Jan Kummer ist bildender Künstler und war Mitglied der Karl-Marx-Städter Band »AG. Geige«, einem »Volkskunstkollektiv der ausgezeichneten Qualität« mit Synthesizern. Er betrieb in den Neunzigern in Chemnitz einen Plattenladen und ist Mitbegründer des dortigen Clubs Atomino. Jörg Augsburg schrieb ab 1991 über Musik und Popkultur im kreuzer (und anderswo), wo er bis 2006 Musikredakteur war. Von 1998 bis 2024 war er verantwortlich für alle Online-Aktivitäten und nahezu jeden Informationstext der Band Die Ärzte. Seit 2014 ist er Straßenbahnfahrer in Leipzig.
»Go West!?«
Mit »Ankommen und Bleiben im Leipzig der Neunziger« ist das Gespräch am 26. Juni überschrieben, zu dem Radiolegende Mrs. Pepstein (Katja Röckel) und der Kultursoziologe Thomas Schmidt-Lux eingeladen sind.

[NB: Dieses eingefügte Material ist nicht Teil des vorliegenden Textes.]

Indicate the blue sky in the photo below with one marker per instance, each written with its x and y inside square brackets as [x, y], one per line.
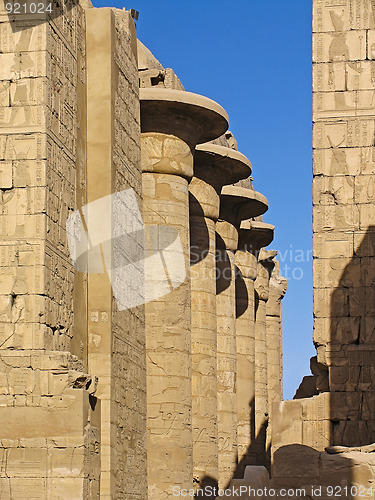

Zehntausende verließen Leipzig in den Neunzigern, einige kamen aus dem Westen (und auch weiterhin aus dem Osten) – zum Beispiel Katja Röckel. Und weil ihr bei Radio Mephisto ein »Orgasmus« aus ihrer Björk-Rezension gestrichen wurde, ging sie zu Radio Blau. Dort macht sie seit nun 25 Jahren die Sendung »Mrs. Pepsteins Welt« mit Feminismus-Allüren und Musik, Musik, Musik. Thomas Schmidt-Lux ist habilitierter Kultursoziologe an der Uni Leipzig und arbeitet vor allem an kultursoziologischen Perspektiven auf Recht, Gewalt, Architektur, Stadtforschung und Religion. Der in Leipzig aufgewachsene Fußballfan ging in den Neunzigern zum Studium nicht weg aus Stadt. Und ist nach wie vor hier.
> 6.3., 8.5., 26.6., jeweils 18 Uhr und moderiert von Britt Schlehahn, Stadtgeschichtliches Museum – Eintritt frei
> Die Ausstellung ist bis zum 7.9. im Stadtgeschichtlichen Museum, Böttchergäßchen, zu sehen.